In March 2023, MiLB.com named Gordon the "emergent star" of the American League West, and he was the Astro's # 10 prospect according to MLB.com. His four-seam fastball from a low release point was generally 89–92 mph and could reach 94 mph, and he also threw a mid-70s curveball, a 78–82 mph slider, a low-80s sinking changeup, and a cutter. Gordon began 2023 with the Double–A Corpus Christi Hooks, and was later promoted to the Triple-A Sugar Land Space Cowboys. In 29 appearances (24 starts) split between the two affiliates, he compiled a 7–7 record and 4.14 ERA with 151 strikeouts across 128 1/3 innings pitched. He was named a 2023 MiLB.com Organization All-Star.

Gordon spent 2024 with the Triple–A Sugar Land Space Cowboys, making 25 appearances (24 starts) and compiling an 8–2 record and 3.94 ERA with 124 strikeouts (4th in the PCL) across 123 1/3 innings pitched. He led the league among qualified pitchers in batting average against (.238) and WHIP (1.22), and his team went 21–4 in games he started. He was twice named PCL Pitcher of the Week, and was named a PCL All Star. On November 19, 2024, the Astros added Gordon to their 40-man roster to protect him from the Rule 5 draft.

Gordon was optioned to Triple-A Sugar Land to begin the 2025 season. In eight starts for Sugar Land, he was 4–0 with a 2.55 ERA and 43 strikeouts and eight walks across 42 1/3 innings pitched.

On May 14, 2025, Gordon was promoted to the major leagues for the first time. He made his MLB debut that evening as the starting pitcher at Daikin Park versus the Kansas City Royals. Gordon logged 4 1/3 innings and ceded 3 runs; the Astros won 4–3 and he received a no decision. On June 6, he earned his first major league win with by tossing five innings versus the Cleveland Guardians, surrendering one run on seven hits, and striking out five to set up an Astros' 4–2 win at Progressive Field.

Gordon was again optioned to Triple-A Sugar Land to begin the 2026 season.
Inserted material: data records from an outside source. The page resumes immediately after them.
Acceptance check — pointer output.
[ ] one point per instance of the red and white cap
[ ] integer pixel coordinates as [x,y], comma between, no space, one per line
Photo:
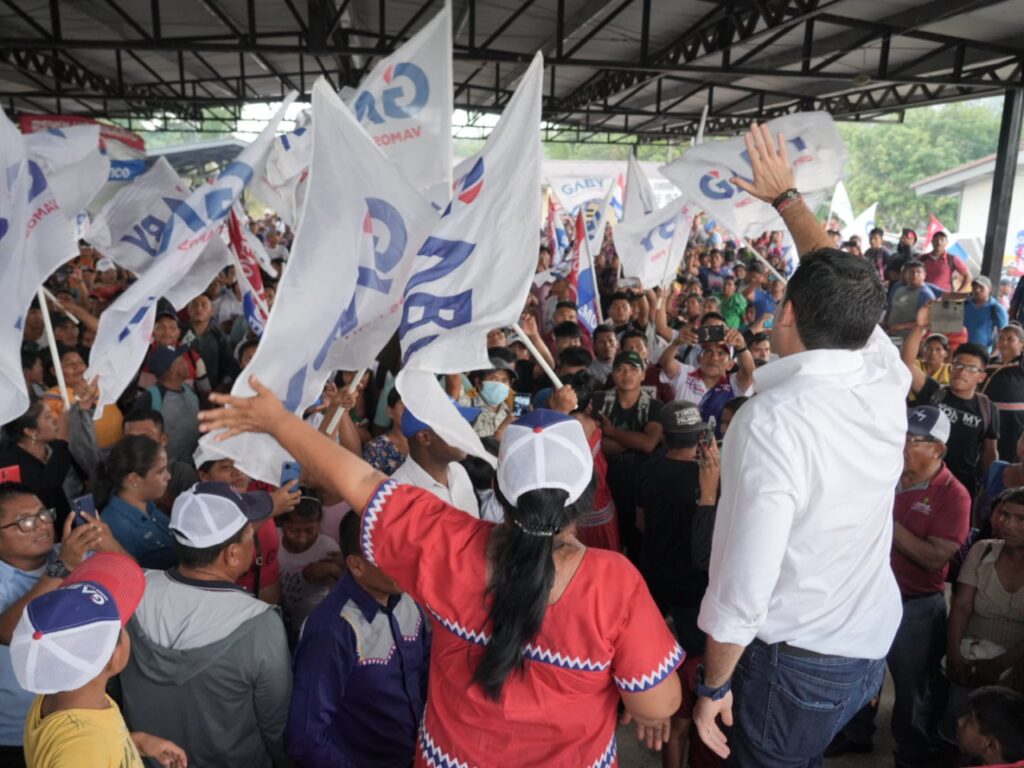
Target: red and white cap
[66,638]
[544,450]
He was named the Pacific Coast League Pitcher of the Week three times for Sugar Land in 2026.

===Milwaukee Brewers===
On July 15, 2026, the Astros traded Gordon, Lance McCullers Jr., and cash to the Milwaukee Brewers for Jadyn Fielder.

==International career; Team Israel==
Gordon is Jewish. In 2023, he pitched for the Israel national baseball team in the 2023 World Baseball Classic.